The poem captures Black’s awareness of her own vulnerability and the white doctors’ power over her, and the seemingly over-the-top reaction of the hospital when they can’t find her: “The PA system said, a Black female, wearing pink- and maroon-colored pajamas, was missing.”
Black’s poems about her mother’s addiction to smoking illuminate both the disease and the relationship between mother and daughter. “Remembering Smoke” consists of five sections: “I. Morning Cigarette,” “II. Stress,” “III. Secondhand Smoke,” “IV. Quitting,” and “V. Routine.” Her children beg her to stop: “my brother and I exaggerated our coughs like class clowns.” And: “We’d cough and cough and pretend to choke.”
The mother never succeeds in her attempts to quit. “The patch, peppermints, and prayer” seem woefully inadequate against an addiction so powerful that “She did everything with a cigarette dangling between her fingers.” In “Inflammation,” a poem that finds Black and her mother “waiting for another diagnosis,” Black’s reflections move into uncomfortable territory: “If I believed in making up memories to forgive myself, I’d write this poem smooth into a lie.” She frightens her mother—“had her calling me manic,” but “like all Black girls, I was tired of people mistaking my mouth as a disorder.”
Black is adept at writing poems that show how small, everyday moments expose what’s at the heart of a relationships between two people. In “I Am Queen of the Fold,” the speaker observes a woman folding towels at the Laundromat: “She ain’t got nothin’ on my mother. // My mother folded towels like they had somewhere special to be.” “The Ways You Love My Hair” examines her resistance to her partner’s appreciation of her hair, “massive and wild,” the opposite of how she wants it: “You … swat at my hands / as I try to control it.” He loves what she sees as a flaw; she isn’t convinced.
In “The Moments We Would’ve Shared With My Father,” ordinary conversations move from cooking, drinking, and fishing to a much more serious topic: “he’d show you how to // kill a rat with a shovel.” And finally, “Every moment would be // a lesson on / survival.”
Black confronts her anxiety about her appearance in “Bra Log, 2020:”
I have believed
some of what they’ve
taught me about beauty,
and tonight I recognize
that this ain’t about
a bra being too tight.
This is about learning
insecurity is the
worst kind of bruise.
Internalizing society’s messages about beauty leaves its own, deeper scar: “I do not / want to be flawed, which / honestly, is the root of / insecurity.” In this poem, we see how the message that those flaws aren’t beautiful, but instead something to be ashamed of, bury themselves deep within her psyche.
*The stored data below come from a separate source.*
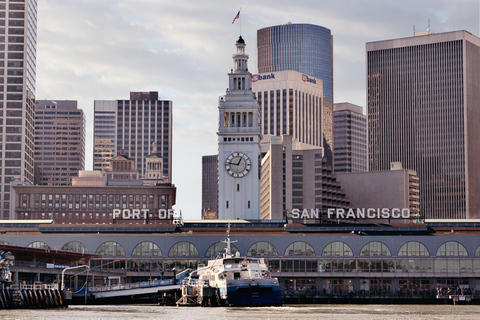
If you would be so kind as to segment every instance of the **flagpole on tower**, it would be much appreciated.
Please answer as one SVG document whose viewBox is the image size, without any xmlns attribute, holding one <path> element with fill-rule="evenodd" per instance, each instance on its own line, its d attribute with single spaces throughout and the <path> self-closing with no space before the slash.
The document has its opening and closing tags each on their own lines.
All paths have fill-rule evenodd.
<svg viewBox="0 0 480 320">
<path fill-rule="evenodd" d="M 238 12 L 240 12 L 242 10 L 242 8 L 240 8 L 240 10 L 238 10 Z M 242 35 L 242 17 L 239 18 L 240 19 L 240 35 Z"/>
<path fill-rule="evenodd" d="M 242 10 L 242 8 L 240 8 L 240 10 L 238 10 L 237 15 L 235 16 L 235 18 L 233 18 L 232 24 L 235 23 L 235 20 L 240 19 L 240 11 L 241 10 Z M 240 35 L 242 35 L 242 19 L 240 19 Z"/>
</svg>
Richly layered with memorable images and phrases, If It Heals at All promotes connection and humanity over prejudice. Ali Black’s poems are an exceptionally accurate account of humanity’s contemporary predicament, as we teeter between our biases and our better natures. By showing us the fear, wonder, desperation, and love she experiences, Black challenges us to confront our shortcomings.